A selection of key paragraphs can be found below the judgement.

CASE OF CESTARO v. ITALY

177. In the present case, the Court cannot overlook the fact that according to the Court of Cassation the violence at the Diaz-Pertini School of which the applicant was a victim had been perpetrated ‘for punitive purposes, for retribution, geared to causing humiliation and physical and mental suffering on the part of the victims’, and that it could qualify as ‘torture’ under the terms of the Convention for the Prevention of Torture and Inhuman or Degrading Treatment or Punishment (see paragraph 77 above). […].
178. Furthermore, it transpires from the case file that the police officers kicked the applicant and struck him with tonfa-type truncheons, which the appeal judgment described as potentially lethal (see paragraph 68 above), and that the applicant had been repeatedly hit on different parts of his body.

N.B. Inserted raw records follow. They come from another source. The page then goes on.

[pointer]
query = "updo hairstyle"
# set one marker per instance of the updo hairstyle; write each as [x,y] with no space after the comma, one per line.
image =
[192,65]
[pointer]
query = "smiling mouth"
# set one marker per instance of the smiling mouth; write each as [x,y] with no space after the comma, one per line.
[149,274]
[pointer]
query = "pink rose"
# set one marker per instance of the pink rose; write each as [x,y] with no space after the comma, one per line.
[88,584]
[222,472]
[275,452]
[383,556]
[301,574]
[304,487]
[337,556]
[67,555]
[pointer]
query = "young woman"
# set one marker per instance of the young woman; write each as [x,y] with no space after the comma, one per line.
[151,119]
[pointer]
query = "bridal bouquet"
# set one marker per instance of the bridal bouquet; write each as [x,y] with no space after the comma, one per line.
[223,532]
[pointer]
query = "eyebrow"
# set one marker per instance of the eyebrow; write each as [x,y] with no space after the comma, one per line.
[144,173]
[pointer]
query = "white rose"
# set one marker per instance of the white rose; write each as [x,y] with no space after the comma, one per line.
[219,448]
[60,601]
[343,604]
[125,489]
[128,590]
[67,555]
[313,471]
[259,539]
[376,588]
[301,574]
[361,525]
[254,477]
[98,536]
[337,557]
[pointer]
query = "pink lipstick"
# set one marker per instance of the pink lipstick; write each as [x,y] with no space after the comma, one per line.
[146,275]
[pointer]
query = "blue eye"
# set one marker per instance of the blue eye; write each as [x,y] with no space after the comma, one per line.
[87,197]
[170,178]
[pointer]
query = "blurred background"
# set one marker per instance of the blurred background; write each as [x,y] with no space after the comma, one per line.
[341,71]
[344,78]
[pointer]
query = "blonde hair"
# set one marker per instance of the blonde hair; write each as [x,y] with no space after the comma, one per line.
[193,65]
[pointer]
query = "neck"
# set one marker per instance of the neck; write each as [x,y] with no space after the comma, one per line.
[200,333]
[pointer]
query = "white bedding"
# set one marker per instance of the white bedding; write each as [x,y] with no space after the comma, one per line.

The blows received by the applicant caused multiple fractures (to the right ulna, the right styloid, the right fibula and several ribs), leading to a four-day stay in hospital, over forty days’ unfitness for work, a surgical operation during his stay in hospital and a further operation a few years later, all of which left the applicant with a permanent weakness in his left arm and leg (see paragraphs 34-35 and 155 above). The ill-treatment inflicted on the applicant has therefore had severe physical consequences. […]
190. In conclusion, having regard to all the facts set out above, the Court considers that the ill-treatment suffered by the applicant during the police storming of the Diaz-Pertini School must be classified as ‘torture’ within the meaning of Article 3 of the Convention.